Dornan, on the other hand, is bad and has been given far less to do other than sulk and brood. Dornan is a hit or miss talent, and Synchronic finds him out of his element. When Dornan is good (A Private War, Barb and Star Go to Vista Del Mar), he’s great. When he’s off his game (the Fifty Shades films, the most recent big screen Robin Hood), he looks like someone who’d rather be anywhere else. Synchronic finds Dornan closer to the latter setting of his talents, playing Dennis as someone so devoid of personality one could be forgiven for thinking he was a sleepwalker. It’s one thing to play a character being beaten down by life as exhausted, but it’s another thing to make the viewer tired just by watching them. Whenever Synchronic focuses on Mackie, the film comes to life. Whenever the focus shifts to Dornan, it turns into a cold shower. It should also come as little shock that these actors – who are supposed to be playing decades long friends – have almost no chemistry opposite one another.

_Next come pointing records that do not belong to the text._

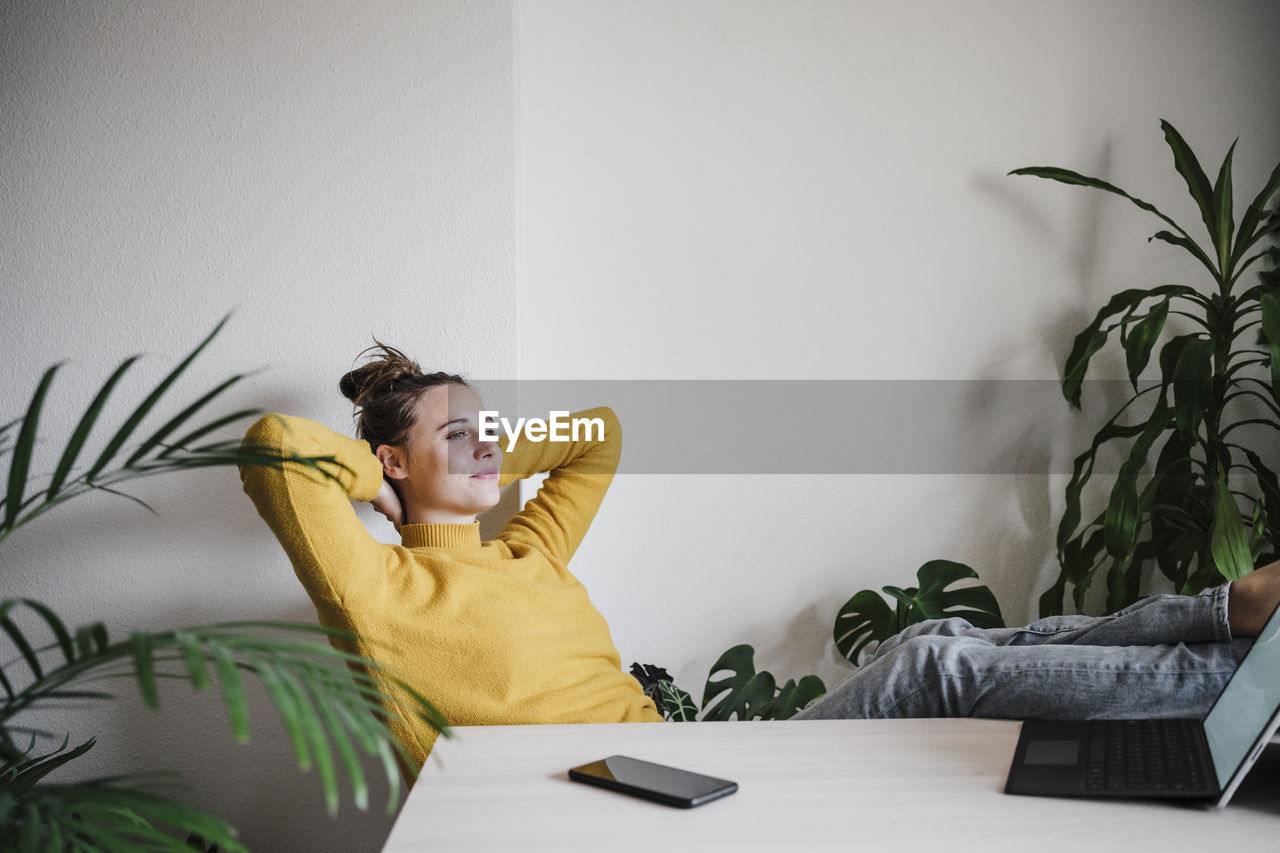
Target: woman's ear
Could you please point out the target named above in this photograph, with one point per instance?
(393, 461)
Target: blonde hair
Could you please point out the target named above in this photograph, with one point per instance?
(385, 391)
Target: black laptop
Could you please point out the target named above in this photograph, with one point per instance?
(1203, 760)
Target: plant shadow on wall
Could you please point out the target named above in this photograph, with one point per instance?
(1214, 413)
(329, 699)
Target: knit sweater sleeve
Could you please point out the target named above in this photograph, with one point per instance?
(580, 471)
(311, 514)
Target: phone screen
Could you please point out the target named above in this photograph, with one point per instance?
(653, 781)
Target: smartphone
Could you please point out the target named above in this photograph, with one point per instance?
(658, 783)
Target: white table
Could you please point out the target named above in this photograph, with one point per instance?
(865, 785)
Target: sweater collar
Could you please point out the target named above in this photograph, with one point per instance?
(465, 537)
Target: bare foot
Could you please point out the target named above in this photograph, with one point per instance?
(1252, 601)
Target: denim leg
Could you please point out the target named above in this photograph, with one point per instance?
(1168, 656)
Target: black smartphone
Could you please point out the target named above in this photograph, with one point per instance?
(653, 781)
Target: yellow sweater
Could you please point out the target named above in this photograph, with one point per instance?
(492, 633)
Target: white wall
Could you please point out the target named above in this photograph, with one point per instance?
(808, 190)
(329, 170)
(705, 190)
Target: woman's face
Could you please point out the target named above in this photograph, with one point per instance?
(449, 474)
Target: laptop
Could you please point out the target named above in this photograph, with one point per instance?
(1198, 760)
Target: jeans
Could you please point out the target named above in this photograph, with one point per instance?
(1165, 656)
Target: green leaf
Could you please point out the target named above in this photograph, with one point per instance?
(862, 620)
(31, 771)
(1066, 176)
(673, 703)
(1228, 539)
(1224, 220)
(83, 428)
(21, 461)
(145, 669)
(745, 692)
(795, 696)
(101, 815)
(1197, 182)
(935, 601)
(1192, 386)
(1142, 340)
(1093, 336)
(1255, 215)
(1120, 521)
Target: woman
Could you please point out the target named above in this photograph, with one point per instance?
(501, 632)
(494, 632)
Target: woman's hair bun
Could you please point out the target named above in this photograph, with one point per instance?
(385, 366)
(385, 391)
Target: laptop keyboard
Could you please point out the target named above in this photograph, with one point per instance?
(1143, 756)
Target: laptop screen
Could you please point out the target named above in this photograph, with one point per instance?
(1247, 705)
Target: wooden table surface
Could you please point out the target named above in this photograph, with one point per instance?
(804, 785)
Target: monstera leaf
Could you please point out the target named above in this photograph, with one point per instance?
(868, 619)
(754, 696)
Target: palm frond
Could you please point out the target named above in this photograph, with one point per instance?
(334, 703)
(22, 502)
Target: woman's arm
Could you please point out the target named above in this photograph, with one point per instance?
(558, 516)
(311, 514)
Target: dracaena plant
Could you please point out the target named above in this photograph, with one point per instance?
(1193, 498)
(329, 701)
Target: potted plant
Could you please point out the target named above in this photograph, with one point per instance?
(1188, 470)
(328, 699)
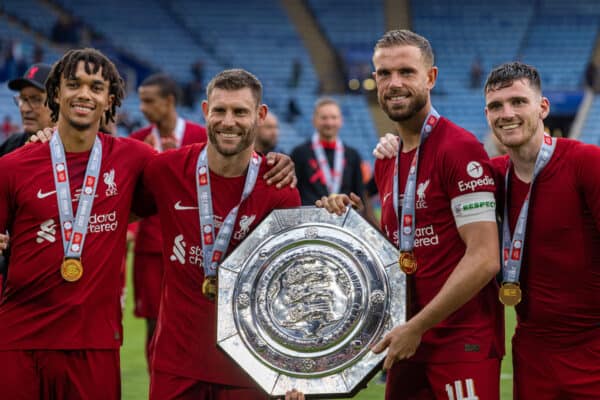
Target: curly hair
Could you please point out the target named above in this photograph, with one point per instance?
(93, 60)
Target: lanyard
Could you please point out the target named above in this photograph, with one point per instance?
(333, 179)
(74, 228)
(213, 250)
(407, 216)
(512, 249)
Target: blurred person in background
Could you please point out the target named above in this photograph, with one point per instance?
(31, 100)
(267, 135)
(159, 95)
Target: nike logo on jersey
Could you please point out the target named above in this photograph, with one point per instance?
(179, 207)
(42, 195)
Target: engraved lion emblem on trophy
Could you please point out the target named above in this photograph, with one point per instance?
(311, 295)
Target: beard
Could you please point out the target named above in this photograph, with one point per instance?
(399, 114)
(79, 126)
(247, 140)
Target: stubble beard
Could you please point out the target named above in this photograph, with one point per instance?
(247, 141)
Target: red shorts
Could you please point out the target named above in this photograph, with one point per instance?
(164, 386)
(147, 280)
(60, 374)
(553, 371)
(455, 381)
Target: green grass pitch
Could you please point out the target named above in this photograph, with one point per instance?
(135, 376)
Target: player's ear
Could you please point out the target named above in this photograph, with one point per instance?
(262, 112)
(205, 109)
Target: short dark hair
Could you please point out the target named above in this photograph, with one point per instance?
(93, 61)
(236, 79)
(167, 85)
(404, 37)
(505, 74)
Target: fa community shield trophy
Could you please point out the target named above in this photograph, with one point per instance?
(304, 296)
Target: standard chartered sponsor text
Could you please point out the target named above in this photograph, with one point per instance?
(99, 223)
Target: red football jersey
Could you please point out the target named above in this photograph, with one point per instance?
(560, 273)
(39, 309)
(185, 337)
(148, 238)
(452, 163)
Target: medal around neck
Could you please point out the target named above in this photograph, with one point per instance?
(209, 287)
(71, 269)
(304, 296)
(510, 294)
(408, 262)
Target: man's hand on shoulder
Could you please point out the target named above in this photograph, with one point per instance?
(387, 147)
(281, 173)
(42, 136)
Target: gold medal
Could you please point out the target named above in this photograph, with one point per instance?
(209, 287)
(408, 262)
(71, 269)
(510, 294)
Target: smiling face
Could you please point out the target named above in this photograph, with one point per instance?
(515, 112)
(404, 80)
(83, 99)
(232, 118)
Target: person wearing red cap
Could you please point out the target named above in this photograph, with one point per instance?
(35, 115)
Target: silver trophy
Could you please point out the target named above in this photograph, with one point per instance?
(304, 296)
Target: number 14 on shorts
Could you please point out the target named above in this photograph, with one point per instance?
(455, 392)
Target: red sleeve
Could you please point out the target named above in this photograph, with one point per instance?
(141, 133)
(143, 204)
(6, 196)
(587, 171)
(290, 198)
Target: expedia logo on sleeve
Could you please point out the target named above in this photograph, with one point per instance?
(473, 184)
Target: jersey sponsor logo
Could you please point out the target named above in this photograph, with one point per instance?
(474, 169)
(424, 236)
(47, 232)
(473, 184)
(178, 250)
(245, 223)
(456, 392)
(421, 188)
(111, 186)
(43, 195)
(179, 207)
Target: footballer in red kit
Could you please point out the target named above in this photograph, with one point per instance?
(186, 331)
(59, 327)
(556, 346)
(439, 185)
(186, 362)
(453, 175)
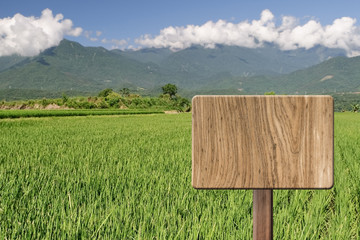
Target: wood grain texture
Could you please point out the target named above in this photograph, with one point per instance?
(262, 142)
(263, 214)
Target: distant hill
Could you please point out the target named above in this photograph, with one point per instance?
(335, 75)
(71, 67)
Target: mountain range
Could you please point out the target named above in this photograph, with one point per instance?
(75, 69)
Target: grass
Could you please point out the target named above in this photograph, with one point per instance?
(78, 112)
(129, 177)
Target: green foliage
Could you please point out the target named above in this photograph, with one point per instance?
(65, 98)
(125, 92)
(63, 113)
(72, 178)
(105, 92)
(170, 89)
(355, 107)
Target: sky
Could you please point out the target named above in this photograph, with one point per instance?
(29, 27)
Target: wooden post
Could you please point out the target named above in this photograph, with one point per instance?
(263, 214)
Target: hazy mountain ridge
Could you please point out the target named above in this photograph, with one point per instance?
(224, 69)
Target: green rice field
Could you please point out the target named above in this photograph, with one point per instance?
(78, 112)
(129, 177)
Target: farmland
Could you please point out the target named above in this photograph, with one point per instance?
(129, 177)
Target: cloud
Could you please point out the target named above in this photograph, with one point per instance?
(28, 36)
(117, 43)
(342, 33)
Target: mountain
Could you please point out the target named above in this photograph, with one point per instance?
(223, 69)
(339, 74)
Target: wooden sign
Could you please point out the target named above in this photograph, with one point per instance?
(262, 142)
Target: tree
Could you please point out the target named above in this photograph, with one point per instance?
(125, 92)
(105, 92)
(170, 89)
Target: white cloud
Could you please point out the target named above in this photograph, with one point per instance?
(342, 33)
(28, 36)
(117, 43)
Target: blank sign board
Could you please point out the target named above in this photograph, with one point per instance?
(262, 142)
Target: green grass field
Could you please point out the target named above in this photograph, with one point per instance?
(129, 177)
(78, 112)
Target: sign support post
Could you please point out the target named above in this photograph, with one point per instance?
(263, 214)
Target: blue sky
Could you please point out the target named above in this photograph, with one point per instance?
(111, 23)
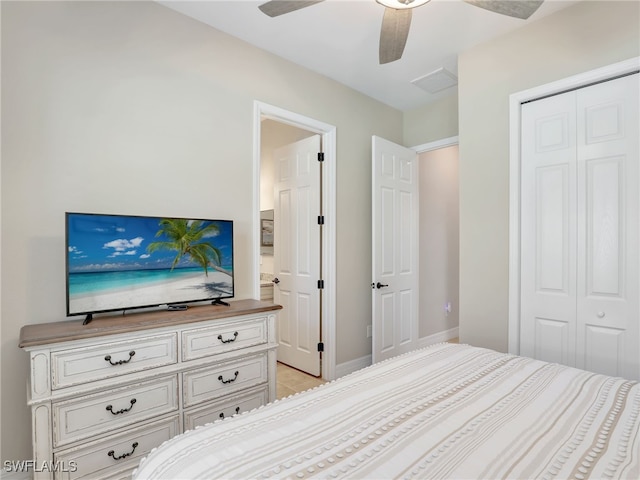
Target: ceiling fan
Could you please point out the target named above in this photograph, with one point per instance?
(397, 17)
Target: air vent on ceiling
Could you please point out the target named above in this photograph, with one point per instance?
(436, 81)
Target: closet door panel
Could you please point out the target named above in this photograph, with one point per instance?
(608, 331)
(548, 286)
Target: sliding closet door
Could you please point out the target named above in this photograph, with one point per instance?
(548, 284)
(607, 307)
(580, 235)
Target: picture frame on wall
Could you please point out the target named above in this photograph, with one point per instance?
(266, 232)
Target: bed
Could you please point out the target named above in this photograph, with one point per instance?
(445, 411)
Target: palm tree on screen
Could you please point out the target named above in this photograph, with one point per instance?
(187, 238)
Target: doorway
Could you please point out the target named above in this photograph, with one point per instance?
(275, 127)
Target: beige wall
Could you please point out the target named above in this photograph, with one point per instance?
(273, 135)
(439, 226)
(577, 39)
(129, 107)
(432, 122)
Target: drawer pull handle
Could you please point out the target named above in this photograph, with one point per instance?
(229, 340)
(229, 380)
(237, 411)
(124, 455)
(124, 410)
(120, 362)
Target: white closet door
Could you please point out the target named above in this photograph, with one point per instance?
(607, 307)
(548, 284)
(580, 234)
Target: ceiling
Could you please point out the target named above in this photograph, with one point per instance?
(339, 39)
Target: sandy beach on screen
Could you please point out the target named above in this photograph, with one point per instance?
(189, 288)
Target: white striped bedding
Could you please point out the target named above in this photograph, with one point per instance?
(446, 411)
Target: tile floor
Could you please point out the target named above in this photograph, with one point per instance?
(290, 381)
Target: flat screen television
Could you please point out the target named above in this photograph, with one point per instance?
(122, 262)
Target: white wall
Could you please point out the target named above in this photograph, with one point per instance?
(433, 121)
(273, 135)
(583, 37)
(130, 107)
(439, 226)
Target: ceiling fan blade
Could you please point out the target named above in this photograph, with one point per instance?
(275, 8)
(393, 34)
(513, 8)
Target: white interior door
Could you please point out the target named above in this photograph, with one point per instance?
(580, 235)
(548, 246)
(395, 249)
(608, 316)
(297, 253)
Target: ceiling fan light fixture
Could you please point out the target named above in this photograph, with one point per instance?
(402, 4)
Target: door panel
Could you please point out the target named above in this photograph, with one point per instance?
(297, 253)
(548, 246)
(395, 249)
(580, 228)
(608, 260)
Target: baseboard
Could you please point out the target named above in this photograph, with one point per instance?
(4, 475)
(351, 366)
(439, 337)
(346, 368)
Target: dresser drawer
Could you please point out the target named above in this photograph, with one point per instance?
(117, 455)
(82, 417)
(208, 383)
(87, 364)
(204, 342)
(227, 407)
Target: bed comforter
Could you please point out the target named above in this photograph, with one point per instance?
(446, 411)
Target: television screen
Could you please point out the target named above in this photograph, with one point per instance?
(120, 262)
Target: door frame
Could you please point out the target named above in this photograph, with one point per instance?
(328, 265)
(515, 101)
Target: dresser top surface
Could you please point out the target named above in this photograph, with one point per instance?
(69, 330)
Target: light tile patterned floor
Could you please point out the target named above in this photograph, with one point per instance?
(290, 381)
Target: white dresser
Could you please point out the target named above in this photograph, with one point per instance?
(102, 395)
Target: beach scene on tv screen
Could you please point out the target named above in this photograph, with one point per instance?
(121, 262)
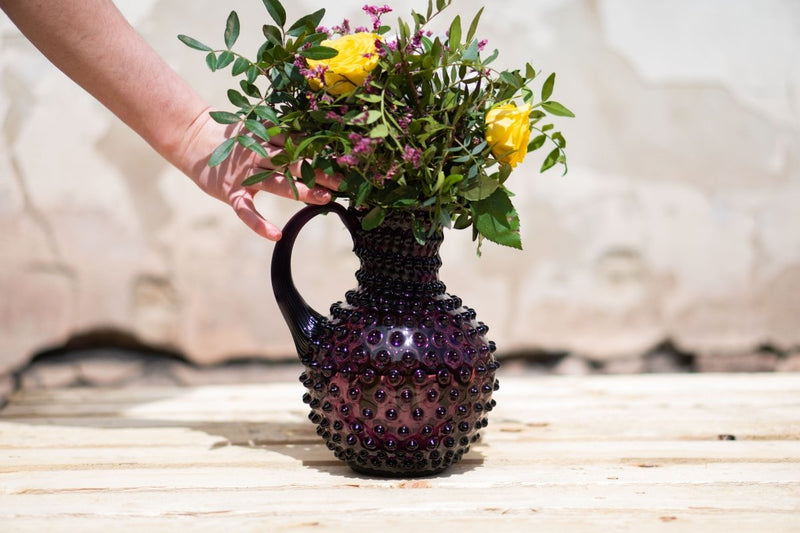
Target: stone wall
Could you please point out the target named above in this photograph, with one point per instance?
(677, 225)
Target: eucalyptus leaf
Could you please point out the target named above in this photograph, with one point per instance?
(483, 189)
(473, 27)
(224, 59)
(240, 66)
(231, 29)
(237, 98)
(496, 219)
(555, 108)
(373, 218)
(257, 178)
(257, 129)
(551, 159)
(273, 34)
(454, 35)
(253, 145)
(222, 152)
(307, 23)
(193, 43)
(211, 61)
(224, 117)
(537, 142)
(379, 131)
(276, 11)
(547, 87)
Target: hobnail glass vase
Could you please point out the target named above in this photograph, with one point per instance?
(400, 375)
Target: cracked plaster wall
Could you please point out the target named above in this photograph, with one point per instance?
(678, 220)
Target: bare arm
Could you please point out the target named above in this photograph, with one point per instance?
(92, 43)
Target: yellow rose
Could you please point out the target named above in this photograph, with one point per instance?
(508, 130)
(356, 59)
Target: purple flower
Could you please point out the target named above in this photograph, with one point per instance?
(343, 29)
(375, 14)
(412, 155)
(362, 144)
(347, 160)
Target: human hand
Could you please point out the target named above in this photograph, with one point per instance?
(224, 180)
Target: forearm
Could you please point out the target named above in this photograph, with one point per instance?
(92, 43)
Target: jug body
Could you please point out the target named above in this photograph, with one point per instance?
(400, 375)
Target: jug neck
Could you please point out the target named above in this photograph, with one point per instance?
(393, 261)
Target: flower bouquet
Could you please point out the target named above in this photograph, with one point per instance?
(414, 121)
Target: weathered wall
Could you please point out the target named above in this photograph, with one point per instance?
(678, 221)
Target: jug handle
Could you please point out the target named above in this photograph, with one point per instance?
(299, 316)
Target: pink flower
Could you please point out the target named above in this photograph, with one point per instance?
(412, 155)
(375, 14)
(347, 160)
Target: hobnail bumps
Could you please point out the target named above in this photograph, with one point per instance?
(400, 377)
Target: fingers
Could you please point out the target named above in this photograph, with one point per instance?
(329, 182)
(280, 186)
(245, 209)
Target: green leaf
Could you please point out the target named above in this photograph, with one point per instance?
(319, 52)
(193, 43)
(252, 145)
(473, 27)
(483, 189)
(379, 131)
(211, 61)
(225, 58)
(257, 178)
(471, 53)
(551, 159)
(547, 88)
(237, 99)
(273, 34)
(222, 152)
(537, 142)
(240, 66)
(454, 35)
(496, 219)
(231, 29)
(307, 174)
(418, 230)
(555, 108)
(373, 219)
(266, 113)
(307, 23)
(509, 78)
(224, 117)
(257, 129)
(276, 11)
(250, 89)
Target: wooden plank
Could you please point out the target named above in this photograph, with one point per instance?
(569, 454)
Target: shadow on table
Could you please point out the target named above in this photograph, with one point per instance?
(110, 410)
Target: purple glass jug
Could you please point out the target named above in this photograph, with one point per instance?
(400, 376)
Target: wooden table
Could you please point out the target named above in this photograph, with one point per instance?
(610, 453)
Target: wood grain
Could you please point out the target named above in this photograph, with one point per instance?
(622, 453)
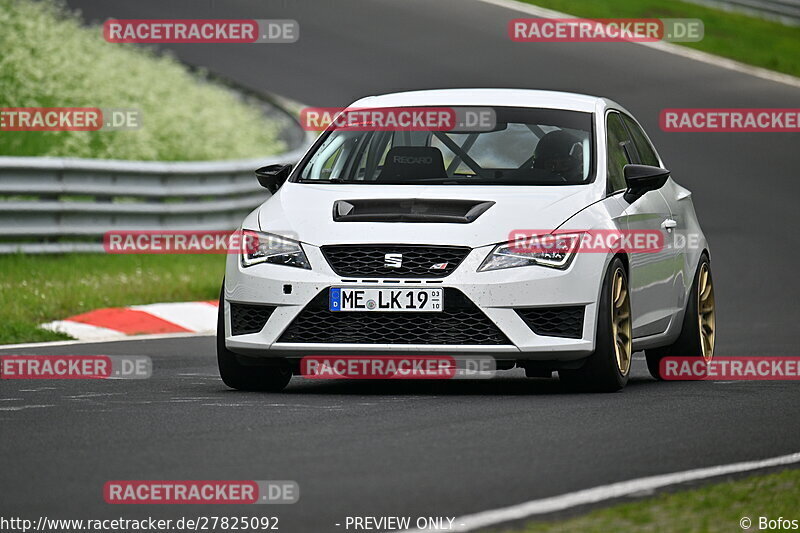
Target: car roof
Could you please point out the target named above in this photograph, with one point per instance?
(486, 97)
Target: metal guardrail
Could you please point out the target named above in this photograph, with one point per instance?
(51, 205)
(784, 11)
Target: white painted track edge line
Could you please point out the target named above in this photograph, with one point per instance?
(612, 491)
(683, 51)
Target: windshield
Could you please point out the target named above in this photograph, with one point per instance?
(526, 147)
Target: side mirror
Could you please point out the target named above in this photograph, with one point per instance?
(272, 177)
(643, 178)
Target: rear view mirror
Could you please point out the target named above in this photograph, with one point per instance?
(271, 177)
(643, 178)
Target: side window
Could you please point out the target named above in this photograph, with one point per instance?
(618, 152)
(643, 146)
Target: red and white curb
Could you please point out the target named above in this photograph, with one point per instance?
(116, 322)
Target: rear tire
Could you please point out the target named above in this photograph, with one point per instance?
(242, 377)
(607, 369)
(698, 331)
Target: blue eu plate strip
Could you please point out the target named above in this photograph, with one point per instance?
(334, 304)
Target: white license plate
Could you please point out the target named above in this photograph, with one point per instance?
(386, 300)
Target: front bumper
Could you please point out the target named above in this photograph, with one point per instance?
(497, 294)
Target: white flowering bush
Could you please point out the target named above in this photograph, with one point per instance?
(48, 59)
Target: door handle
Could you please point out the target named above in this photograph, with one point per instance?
(669, 224)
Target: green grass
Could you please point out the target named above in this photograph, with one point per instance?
(747, 39)
(48, 59)
(39, 288)
(711, 509)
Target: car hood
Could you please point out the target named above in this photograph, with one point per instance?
(306, 212)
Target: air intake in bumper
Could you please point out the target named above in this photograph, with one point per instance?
(247, 318)
(554, 321)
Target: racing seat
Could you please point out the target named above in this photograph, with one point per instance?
(410, 163)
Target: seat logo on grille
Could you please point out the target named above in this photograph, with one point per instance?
(393, 260)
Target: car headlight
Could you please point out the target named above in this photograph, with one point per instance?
(268, 248)
(554, 251)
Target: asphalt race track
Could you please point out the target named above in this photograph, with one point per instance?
(438, 448)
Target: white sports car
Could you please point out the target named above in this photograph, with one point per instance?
(406, 242)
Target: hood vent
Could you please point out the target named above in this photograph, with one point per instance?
(409, 210)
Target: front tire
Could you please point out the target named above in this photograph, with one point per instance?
(698, 332)
(248, 378)
(607, 369)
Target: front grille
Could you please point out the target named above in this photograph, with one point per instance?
(361, 260)
(246, 318)
(461, 322)
(554, 321)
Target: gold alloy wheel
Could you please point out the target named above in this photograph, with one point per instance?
(705, 311)
(621, 321)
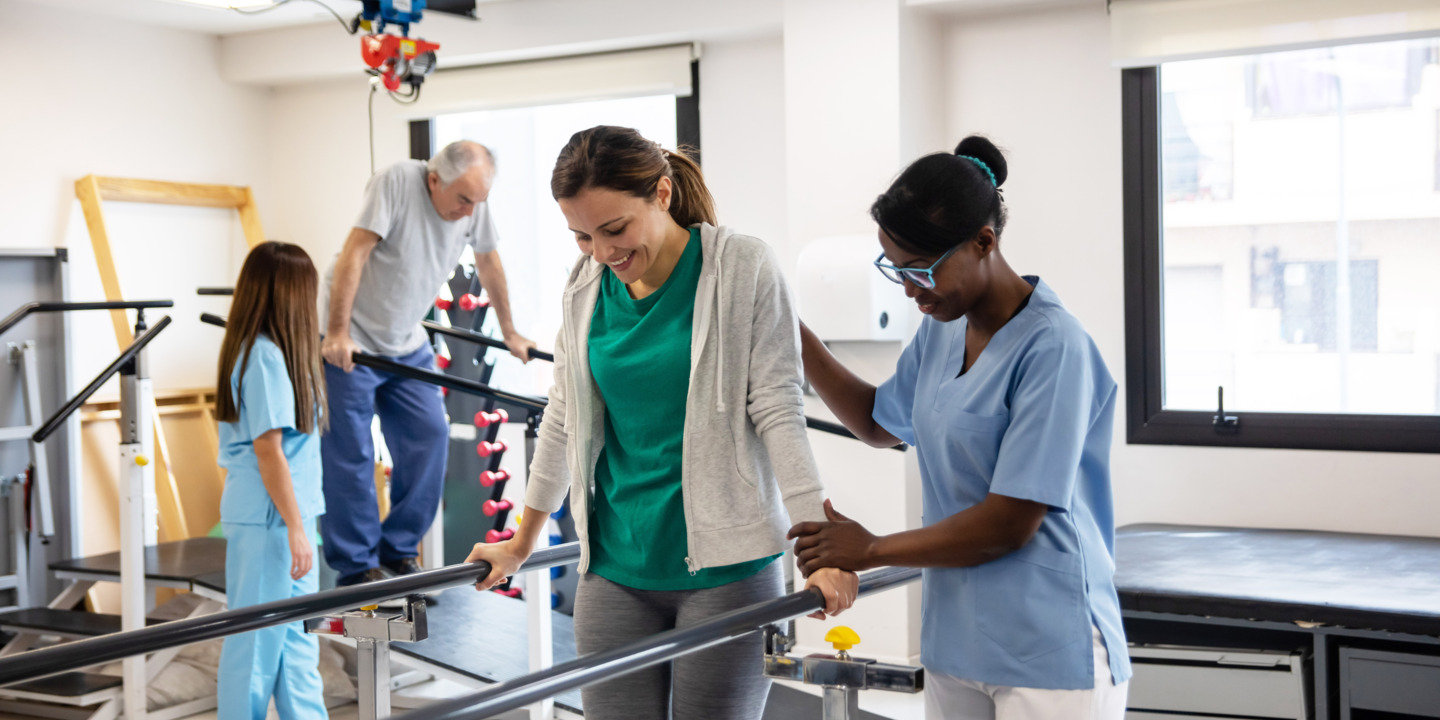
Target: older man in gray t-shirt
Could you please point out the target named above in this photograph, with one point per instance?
(415, 221)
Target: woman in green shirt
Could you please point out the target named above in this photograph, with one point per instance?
(676, 425)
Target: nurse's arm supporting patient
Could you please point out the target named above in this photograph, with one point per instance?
(987, 532)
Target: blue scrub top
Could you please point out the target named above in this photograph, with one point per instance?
(267, 401)
(1030, 419)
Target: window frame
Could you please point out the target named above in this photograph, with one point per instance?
(1146, 421)
(687, 123)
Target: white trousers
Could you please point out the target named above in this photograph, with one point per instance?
(948, 697)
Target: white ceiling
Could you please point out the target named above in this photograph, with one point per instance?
(215, 20)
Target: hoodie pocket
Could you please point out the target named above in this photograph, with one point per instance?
(719, 490)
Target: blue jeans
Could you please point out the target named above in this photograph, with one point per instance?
(412, 421)
(280, 661)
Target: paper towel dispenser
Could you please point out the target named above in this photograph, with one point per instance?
(843, 297)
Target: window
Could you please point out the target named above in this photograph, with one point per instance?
(534, 242)
(1282, 235)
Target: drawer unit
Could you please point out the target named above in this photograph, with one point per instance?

Synchronic builds to an adequate conclusion that sends things out on an acceptable enough note, but there’s something disappointing about Benson and Moorhead never building to something greater or more ambitious. By the conclusion, Benson and Moorhead have laid things out so preciously that the viewer knows almost beat for beat how this thing is going to end. While their previous projects have balanced humour, darkness, and ambition really well, Synchronic feels like a shrug. While it’s perfectly fine to take a fantastically minded story and try to tell it in the most stripped down fashion possible, Benson and Moorhead’s film is constantly in danger of growing tedious and hard to sit through. There’s thoughtfulness throughout Synchronic, but it’s a very hard film to fully engage with, even after I’ve had multiple viewings since it premiered at TIFF in 2019. At some points, it’s trying too hard. At others, Synchronic isn’t trying nearly hard enough.

Synchronic is now available in Canada on VOD.